Limited knowledge: Just like any other pretrained model before it, GPT-4 is limited by its training data. It doesn’t know of events beyond September 2021, so GPT-4 may fail to provide accurate output if such output requires more recent information. However, unlike with GPT-3.5, users can first supply the missing information to GPT-4 so that it can include that information in its response.

AI hallucinations: While GPT-4 is indeed more accurate than its predecessor, it is not 100% free of falsehoods. It can still “hallucinate” (i.e., make up “facts”) and put out flawed logic, though it does so less frequently than GPT-3.5. This means that while GPT-4 still doesn’t cite its sources, users must still verify its output, no matter how truthful that output seems to be.

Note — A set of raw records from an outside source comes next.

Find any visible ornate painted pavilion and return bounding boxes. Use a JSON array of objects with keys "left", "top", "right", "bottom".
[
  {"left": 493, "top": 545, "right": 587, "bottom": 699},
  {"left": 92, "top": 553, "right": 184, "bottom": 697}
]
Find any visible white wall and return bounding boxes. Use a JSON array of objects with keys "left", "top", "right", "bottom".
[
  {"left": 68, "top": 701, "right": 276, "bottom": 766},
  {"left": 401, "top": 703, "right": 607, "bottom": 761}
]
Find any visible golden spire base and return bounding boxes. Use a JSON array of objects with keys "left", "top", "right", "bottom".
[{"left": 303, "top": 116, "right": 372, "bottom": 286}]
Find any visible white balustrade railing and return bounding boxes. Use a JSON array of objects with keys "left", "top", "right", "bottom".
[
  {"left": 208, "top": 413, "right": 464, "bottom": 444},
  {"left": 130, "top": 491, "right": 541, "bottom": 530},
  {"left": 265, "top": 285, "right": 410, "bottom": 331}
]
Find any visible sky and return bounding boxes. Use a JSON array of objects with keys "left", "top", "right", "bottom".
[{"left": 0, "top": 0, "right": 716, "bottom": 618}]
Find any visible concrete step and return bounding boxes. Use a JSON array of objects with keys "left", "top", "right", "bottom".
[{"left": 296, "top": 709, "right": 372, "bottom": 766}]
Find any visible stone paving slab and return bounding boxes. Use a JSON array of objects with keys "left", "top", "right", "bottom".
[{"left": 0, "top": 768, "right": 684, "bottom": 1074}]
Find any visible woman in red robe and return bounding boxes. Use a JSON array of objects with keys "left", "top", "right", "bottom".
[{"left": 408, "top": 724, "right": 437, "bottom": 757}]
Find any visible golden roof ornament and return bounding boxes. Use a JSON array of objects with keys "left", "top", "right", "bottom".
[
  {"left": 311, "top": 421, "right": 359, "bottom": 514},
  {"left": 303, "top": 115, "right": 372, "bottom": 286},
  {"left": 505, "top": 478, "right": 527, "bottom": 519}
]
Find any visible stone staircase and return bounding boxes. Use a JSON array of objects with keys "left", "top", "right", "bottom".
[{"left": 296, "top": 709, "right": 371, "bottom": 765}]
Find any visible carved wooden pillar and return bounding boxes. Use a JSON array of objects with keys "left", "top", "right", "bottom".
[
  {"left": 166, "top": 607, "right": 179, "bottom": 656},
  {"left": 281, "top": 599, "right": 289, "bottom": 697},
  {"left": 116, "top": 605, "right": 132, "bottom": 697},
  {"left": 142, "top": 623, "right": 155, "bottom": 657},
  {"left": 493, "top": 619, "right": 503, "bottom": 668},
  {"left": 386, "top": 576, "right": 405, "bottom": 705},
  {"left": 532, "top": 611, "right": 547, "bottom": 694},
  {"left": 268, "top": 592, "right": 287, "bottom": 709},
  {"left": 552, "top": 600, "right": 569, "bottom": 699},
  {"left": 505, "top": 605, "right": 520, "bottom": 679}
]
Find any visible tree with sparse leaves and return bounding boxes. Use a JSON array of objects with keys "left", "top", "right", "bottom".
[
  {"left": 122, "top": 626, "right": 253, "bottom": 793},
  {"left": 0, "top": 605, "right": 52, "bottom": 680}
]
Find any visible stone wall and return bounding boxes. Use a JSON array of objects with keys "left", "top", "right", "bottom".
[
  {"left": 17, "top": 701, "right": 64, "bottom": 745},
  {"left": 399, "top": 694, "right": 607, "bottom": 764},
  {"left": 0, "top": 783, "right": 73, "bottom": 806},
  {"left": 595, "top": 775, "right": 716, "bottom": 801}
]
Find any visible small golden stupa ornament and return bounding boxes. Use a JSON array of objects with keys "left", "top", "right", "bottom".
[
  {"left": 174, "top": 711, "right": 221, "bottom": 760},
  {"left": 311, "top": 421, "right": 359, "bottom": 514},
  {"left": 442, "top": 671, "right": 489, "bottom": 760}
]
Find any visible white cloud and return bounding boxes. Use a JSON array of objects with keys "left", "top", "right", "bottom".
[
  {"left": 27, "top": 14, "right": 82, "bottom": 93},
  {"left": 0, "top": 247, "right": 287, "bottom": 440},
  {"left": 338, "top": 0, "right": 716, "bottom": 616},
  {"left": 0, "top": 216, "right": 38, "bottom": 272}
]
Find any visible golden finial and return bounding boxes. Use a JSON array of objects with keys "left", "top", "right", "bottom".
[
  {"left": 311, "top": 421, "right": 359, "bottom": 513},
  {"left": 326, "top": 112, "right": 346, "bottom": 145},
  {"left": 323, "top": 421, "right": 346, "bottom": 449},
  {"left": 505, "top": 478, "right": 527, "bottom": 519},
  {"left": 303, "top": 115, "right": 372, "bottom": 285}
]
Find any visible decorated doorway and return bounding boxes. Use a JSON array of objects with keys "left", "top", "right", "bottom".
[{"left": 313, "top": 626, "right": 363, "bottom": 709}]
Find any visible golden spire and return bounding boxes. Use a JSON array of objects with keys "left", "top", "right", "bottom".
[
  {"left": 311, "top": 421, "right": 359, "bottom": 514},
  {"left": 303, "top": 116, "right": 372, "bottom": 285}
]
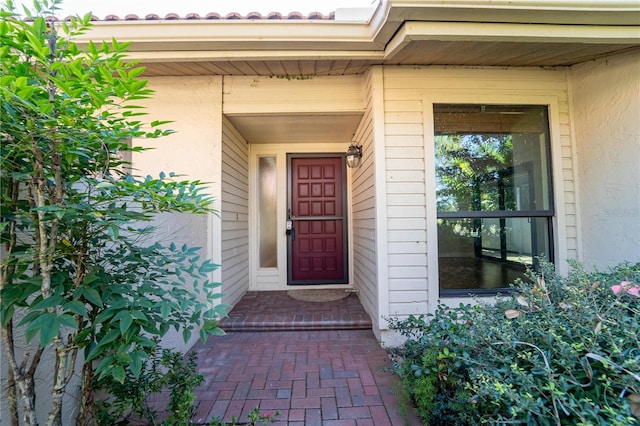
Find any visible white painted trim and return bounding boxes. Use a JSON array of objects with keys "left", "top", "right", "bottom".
[
  {"left": 207, "top": 76, "right": 224, "bottom": 304},
  {"left": 421, "top": 98, "right": 440, "bottom": 313},
  {"left": 422, "top": 90, "right": 575, "bottom": 304},
  {"left": 548, "top": 96, "right": 577, "bottom": 275},
  {"left": 72, "top": 0, "right": 640, "bottom": 61},
  {"left": 371, "top": 66, "right": 390, "bottom": 330},
  {"left": 565, "top": 68, "right": 584, "bottom": 261}
]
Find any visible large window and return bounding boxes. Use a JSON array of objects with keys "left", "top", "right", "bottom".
[{"left": 434, "top": 104, "right": 553, "bottom": 296}]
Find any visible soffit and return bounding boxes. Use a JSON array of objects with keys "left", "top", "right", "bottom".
[
  {"left": 76, "top": 0, "right": 640, "bottom": 77},
  {"left": 227, "top": 113, "right": 362, "bottom": 145}
]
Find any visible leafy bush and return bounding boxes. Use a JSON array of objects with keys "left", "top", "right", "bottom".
[
  {"left": 95, "top": 346, "right": 204, "bottom": 425},
  {"left": 391, "top": 263, "right": 640, "bottom": 425}
]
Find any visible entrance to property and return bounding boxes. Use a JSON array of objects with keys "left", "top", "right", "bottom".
[{"left": 286, "top": 154, "right": 349, "bottom": 285}]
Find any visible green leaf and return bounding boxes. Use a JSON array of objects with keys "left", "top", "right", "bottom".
[
  {"left": 107, "top": 225, "right": 120, "bottom": 241},
  {"left": 30, "top": 296, "right": 64, "bottom": 311},
  {"left": 82, "top": 287, "right": 104, "bottom": 308},
  {"left": 98, "top": 328, "right": 121, "bottom": 346},
  {"left": 58, "top": 314, "right": 78, "bottom": 330},
  {"left": 40, "top": 315, "right": 60, "bottom": 348},
  {"left": 62, "top": 300, "right": 87, "bottom": 317},
  {"left": 120, "top": 311, "right": 133, "bottom": 336},
  {"left": 111, "top": 365, "right": 125, "bottom": 383}
]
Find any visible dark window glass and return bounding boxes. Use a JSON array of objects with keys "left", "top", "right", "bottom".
[{"left": 434, "top": 104, "right": 553, "bottom": 296}]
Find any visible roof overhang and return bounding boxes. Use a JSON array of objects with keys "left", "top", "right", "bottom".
[{"left": 70, "top": 0, "right": 640, "bottom": 76}]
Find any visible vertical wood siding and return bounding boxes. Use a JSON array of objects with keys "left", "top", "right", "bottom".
[
  {"left": 351, "top": 73, "right": 378, "bottom": 328},
  {"left": 220, "top": 117, "right": 249, "bottom": 306},
  {"left": 380, "top": 67, "right": 577, "bottom": 316}
]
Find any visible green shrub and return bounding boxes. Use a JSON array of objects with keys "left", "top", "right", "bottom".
[
  {"left": 95, "top": 346, "right": 204, "bottom": 426},
  {"left": 392, "top": 263, "right": 640, "bottom": 425}
]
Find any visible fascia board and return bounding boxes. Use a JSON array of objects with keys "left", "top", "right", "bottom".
[
  {"left": 127, "top": 50, "right": 384, "bottom": 62},
  {"left": 73, "top": 20, "right": 383, "bottom": 52},
  {"left": 385, "top": 22, "right": 640, "bottom": 60},
  {"left": 386, "top": 0, "right": 640, "bottom": 25}
]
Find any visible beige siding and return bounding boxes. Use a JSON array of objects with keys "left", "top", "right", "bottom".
[
  {"left": 563, "top": 51, "right": 640, "bottom": 269},
  {"left": 384, "top": 67, "right": 577, "bottom": 315},
  {"left": 352, "top": 69, "right": 378, "bottom": 328},
  {"left": 220, "top": 117, "right": 249, "bottom": 305}
]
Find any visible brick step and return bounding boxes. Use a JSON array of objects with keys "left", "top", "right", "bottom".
[
  {"left": 220, "top": 314, "right": 371, "bottom": 331},
  {"left": 220, "top": 291, "right": 372, "bottom": 332}
]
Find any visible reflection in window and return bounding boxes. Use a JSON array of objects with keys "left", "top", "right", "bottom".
[
  {"left": 434, "top": 104, "right": 553, "bottom": 295},
  {"left": 258, "top": 157, "right": 278, "bottom": 268}
]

Costly to implement: Smaller companies may find the likes of ChatGPT Plus to be too expensive and too powerful to be cost-effective at the scale they’re operating in. To illustrate, game developer Latitude used to run its online role-playing game, AI Dungeon, on an older version of GPT. In the game, users submit prompts for the AI to generate tales of fantasy. As the game’s popularity grew, so did its AI bill, which went to almost US$200,000 a month in order to fulfill the millions of user queries it was receiving daily. To survive, Latitude had to switch to a less expensive language software and charge players extra for more advanced AI features, too.

GPT-4’s features and stellar performance in its showcases are headline-grabbing, but enterprises need to ensure that exploring for and using solutions powered by generative AI (and GPT-4 for that matter) are grounded on their own, unique circumstances — their technological maturity, financial capacity, and organizational readiness to take on this innovation.